Member of the Ceylon Parliament for Kotagala
- In office 1952–1956
- Preceded by: Karuppiah Kumaravelu
- Succeeded by: J. D. Weerasekera

Personal details
- Born: Ukku Banda Unamboowe Kotmale
- Party: United National Party
- Spouse: Mallika née Galagoda
- Profession: tea planter, politician

= Ukku Banda Unamboowe =

Ceylonese politician

Ukku Banda Unamboowe was a Ceylonese politician.

Unamboowe attended Trinity College, Kandy and in 1924 was appointed Rate Mahatmaya (Chief Headman) of Kotmale. He married Mallika née Galagoda (daughter of Madduma Banda Galagoda, Basnayake Nilame of Pattini Devale Kandy). and in 1952 he was granted an OBE in the New Year's Honours, for agricultural services in Kotmale.

At the 1st parliamentary election in 1947 K. Kumaravelu of the Ceylon Indian Congress was voted in as the member for Kotagala.

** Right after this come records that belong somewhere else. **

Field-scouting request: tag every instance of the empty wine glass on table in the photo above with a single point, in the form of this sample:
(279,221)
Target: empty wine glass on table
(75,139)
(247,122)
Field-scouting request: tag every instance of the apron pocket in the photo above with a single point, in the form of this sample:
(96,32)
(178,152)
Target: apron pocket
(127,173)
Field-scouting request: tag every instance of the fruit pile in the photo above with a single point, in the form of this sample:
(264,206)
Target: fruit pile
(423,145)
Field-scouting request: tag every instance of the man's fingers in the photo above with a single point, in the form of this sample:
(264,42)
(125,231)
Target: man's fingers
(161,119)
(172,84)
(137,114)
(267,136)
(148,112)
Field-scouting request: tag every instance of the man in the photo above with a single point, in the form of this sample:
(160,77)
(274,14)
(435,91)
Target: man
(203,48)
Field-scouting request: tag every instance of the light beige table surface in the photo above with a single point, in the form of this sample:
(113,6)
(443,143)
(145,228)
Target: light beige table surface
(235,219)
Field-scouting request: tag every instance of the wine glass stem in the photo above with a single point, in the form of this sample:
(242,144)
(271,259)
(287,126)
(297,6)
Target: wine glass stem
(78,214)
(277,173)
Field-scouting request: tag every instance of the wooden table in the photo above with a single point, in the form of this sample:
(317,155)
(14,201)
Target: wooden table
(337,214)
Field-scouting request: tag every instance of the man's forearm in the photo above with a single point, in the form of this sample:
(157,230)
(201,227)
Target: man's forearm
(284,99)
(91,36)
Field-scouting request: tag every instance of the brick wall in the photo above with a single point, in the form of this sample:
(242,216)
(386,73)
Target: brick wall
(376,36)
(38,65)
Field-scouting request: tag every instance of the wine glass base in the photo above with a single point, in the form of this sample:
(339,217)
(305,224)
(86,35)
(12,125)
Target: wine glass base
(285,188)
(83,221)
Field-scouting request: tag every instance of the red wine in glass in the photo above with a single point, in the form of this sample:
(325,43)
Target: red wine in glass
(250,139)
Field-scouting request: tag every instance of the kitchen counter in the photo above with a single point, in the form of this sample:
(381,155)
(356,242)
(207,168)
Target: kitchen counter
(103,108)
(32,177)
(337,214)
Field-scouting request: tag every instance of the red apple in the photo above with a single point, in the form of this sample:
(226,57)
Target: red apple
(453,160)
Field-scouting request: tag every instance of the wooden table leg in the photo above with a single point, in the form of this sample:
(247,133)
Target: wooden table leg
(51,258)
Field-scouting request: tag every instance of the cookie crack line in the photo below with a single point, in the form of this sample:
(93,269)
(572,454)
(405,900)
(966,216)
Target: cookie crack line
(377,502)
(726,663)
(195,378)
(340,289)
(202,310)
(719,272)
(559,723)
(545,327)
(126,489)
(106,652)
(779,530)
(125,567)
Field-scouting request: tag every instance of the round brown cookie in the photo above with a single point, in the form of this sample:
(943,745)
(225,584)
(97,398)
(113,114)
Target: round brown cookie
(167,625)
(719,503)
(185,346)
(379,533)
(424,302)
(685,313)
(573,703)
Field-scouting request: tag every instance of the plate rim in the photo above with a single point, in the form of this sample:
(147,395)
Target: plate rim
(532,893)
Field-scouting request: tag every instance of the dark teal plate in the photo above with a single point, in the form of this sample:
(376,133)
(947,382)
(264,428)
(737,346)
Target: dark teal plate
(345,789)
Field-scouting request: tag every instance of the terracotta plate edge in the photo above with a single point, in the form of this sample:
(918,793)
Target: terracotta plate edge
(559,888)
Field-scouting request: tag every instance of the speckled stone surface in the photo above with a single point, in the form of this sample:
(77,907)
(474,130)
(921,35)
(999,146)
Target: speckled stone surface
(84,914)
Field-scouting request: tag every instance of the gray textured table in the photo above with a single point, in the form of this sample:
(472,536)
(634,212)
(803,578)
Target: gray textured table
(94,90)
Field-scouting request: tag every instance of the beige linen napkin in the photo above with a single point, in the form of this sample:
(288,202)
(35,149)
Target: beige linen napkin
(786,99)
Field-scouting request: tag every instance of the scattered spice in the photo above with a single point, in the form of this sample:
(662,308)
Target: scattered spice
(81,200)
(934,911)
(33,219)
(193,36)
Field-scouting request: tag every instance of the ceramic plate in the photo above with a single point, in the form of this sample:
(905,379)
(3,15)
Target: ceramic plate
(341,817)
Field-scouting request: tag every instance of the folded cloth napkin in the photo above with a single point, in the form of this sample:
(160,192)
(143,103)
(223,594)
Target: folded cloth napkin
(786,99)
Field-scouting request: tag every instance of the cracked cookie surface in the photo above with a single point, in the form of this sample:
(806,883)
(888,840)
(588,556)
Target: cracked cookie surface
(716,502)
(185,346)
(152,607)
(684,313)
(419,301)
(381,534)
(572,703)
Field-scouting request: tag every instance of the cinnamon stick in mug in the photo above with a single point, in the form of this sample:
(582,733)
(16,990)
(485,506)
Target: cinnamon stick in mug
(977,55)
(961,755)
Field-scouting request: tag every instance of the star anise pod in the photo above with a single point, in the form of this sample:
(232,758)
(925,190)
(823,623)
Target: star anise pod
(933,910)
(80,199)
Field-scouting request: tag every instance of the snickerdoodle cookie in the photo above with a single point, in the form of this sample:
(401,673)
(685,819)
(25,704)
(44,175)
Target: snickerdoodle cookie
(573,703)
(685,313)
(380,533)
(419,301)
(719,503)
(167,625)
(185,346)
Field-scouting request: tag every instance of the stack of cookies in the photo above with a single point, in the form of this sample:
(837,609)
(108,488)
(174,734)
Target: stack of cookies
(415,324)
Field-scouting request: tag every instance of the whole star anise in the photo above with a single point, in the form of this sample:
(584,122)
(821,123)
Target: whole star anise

In 1948 the Parliament passed the Ceylon Citizenship Act and subsequently in 1949 passed the Ceylon (Parliamentary Elections) Amendment Act No.48, whereby Indian citizens were unable to contest for parliamentary seats or vote, as a result the seat become vacant.

Unambooke was appointed as the United National Party candidate winning the Kotagala electorate at the subsequent 1952 parliamentary election, securing 46% of the total vote, 1,134 votes ahead of his nearest rival. At the 3rd parliamentary election, held in April 1956, Unambooke failed to retain his seat losing to J. D. Weerasekera of the Sri Lanka Freedom Party by 1,523 votes.